Jika ia mengikuti madzhab tertentu untuk menghilangkan mafsadat (kerusakan) lebih besar, yang ini bisa dihilangkan bila ia mengikuti madzhab tertentu, maka ini dibolehkan.
Jadi sebenarnya mengikuti madzhab tertentu harus melihat pada maslahat dan mafsadat. Jika mengikuti madzhab tertentu membuat seseorang mendapatkan maslahat besar, maka pada saat ini boleh bermadzhab. Namun, dalam bermadzhab harus mengerti akan bermadzhab itu sendiri, seperti yang dikatakan oleh Imam Abu Hanifah dan muridnya Abu Yusuf berkata,

لاَ يَحِلُّ لأَِحَدٍ أَنْ يَقُوْلَ بِقَوْلِنَا حَتَّى يَعْلَمُ مِنْ أَيْنَ قُلْنَاهُ
“Tidak boleh bagi seorang pun mengambil perkataan kami sampai ia mengetahui dari mana kami mengambil perkataan tersebut (artinya sampai diketahui dalil yang jelas dari Al Quran dan Hadits Nabawi)”.
Imam Malik berkata,
إِنَّمَا أَنَا بَشَرٌ أُخْطِىءُ وَأُصِيْبُ فَانْظُرُوا فِي قَوْلِي فَكُلُّ مَا وَافَقَ الكِتَابَ وَالسُّنَّةَ فَخُذُوْا بِهِ وَمَا لَمْ يُوَافِقْ االكِتَابَ وَالسُّنَّةّ فَاتْرُكُوْهُ
“Sesungguhnya aku hanyalah manusia yang bisa keliru dan benar. Lihatlah setiap perkataanku, jika itu mencocoki Al Qur’an dan Hadits Nabawi, maka ambillah. Sedangkan jika itu tidak mencocoki Al Qur’an dan Hadits Nabawi, maka tinggalkanlah.
Imam Abu Hanifah dan Imam Asy Syafi’i berkata,
إِذَا صَحَّ الحَدِيْثُ فَهُوَ مَذْهَبِي
“Jika hadits itu shahih, itulah pendapatku.”
Imam Asy Syafi’i berkata,
إذَا صَحَّ الْحَدِيثُ فَاضْرِبُوا بِقَوْلِي الْحَائِطَ وَإِذَا رَأَيْت الْحُجَّةَ مَوْضُوعَةً عَلَى الطَّرِيقِ فَهِيَ قَوْلِي
“Jika terdapat hadits yang shahih, maka lemparlah pendapatku ke dinding. Jika engkau melihat hujjah diletakkan di atas jalan, maka itulah pendapatku.”
Imam Ahmad berkata,
مَنْ رَدَّ حَدِيْثَ رَسُوْلِ اللهِ صَلَّى اللهُ عَلَيْهِ وَسَلَّمَ فَهُوَ عَلَى شَفَا هَلَكَةٍ
“Barangsiapa yang menolak hadits Rasulullah shallallahu ‘alaihi wa sallam, maka ia berarti telah berada dalam jurang kebinasaan.” (Muhammad Abduh Tuasikal:2010)

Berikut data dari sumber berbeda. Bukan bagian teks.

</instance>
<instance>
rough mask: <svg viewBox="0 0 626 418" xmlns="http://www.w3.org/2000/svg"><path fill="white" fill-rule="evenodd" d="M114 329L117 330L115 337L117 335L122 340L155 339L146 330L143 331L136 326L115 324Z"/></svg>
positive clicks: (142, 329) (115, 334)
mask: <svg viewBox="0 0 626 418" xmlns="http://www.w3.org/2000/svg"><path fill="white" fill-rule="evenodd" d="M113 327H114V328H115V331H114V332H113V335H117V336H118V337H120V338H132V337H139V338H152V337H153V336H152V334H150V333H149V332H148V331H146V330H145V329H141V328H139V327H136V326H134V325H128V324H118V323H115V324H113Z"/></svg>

Latar belakang munculnya gagasan dan ide dari Muhammad Abduh, Rasyid Ridha, dan Fazlur Rahman yakni:
Muhammad Abduh pada masanya menentang kebijakan pemerintah karena tidak sesuai dengan  jalur agama Islam. Ketidaksepahamannya itu kemudian Muhammad Abduh sering kali mengkritik kebijakan-kebijakan penguasa. Kritikan yang dilontarkan oleh Muhammad Abduh kala itu mensiasati dengan membentuk suatu kelompok dan menuangkan ide-idenya dalam media.
Sedangkan latar belakang gagasan dan ide yang datang dari Rasyid Ridha yakni pada masa itu umat Islam banyak yang tidak menjalankan ajaran yang disampaikan melalui Alquran dan Hadis, dengan itu mengundang reaksi bagi rasyid Ridha untuk bersikap agar umat Islam tetap berpijak pada hokum Islam sebenarnya.  Sedangkan latar belakang munculnya gagasan dan ide Fazlur Rahman yakni Islam menurutnya harus lebih maju dengan tidak monoton mengartikan hukum Islam, atau generasi muslim tidak mandek sampai pada arti mentah yang terkandung dalam Alquran dan Hadis tanpa memahami lebih jauh tentang tujuan dan maksudnya, sehingga Fazlur Rahman membawa untuk membuka cakrawala lebih dalam untuk memahaminya. 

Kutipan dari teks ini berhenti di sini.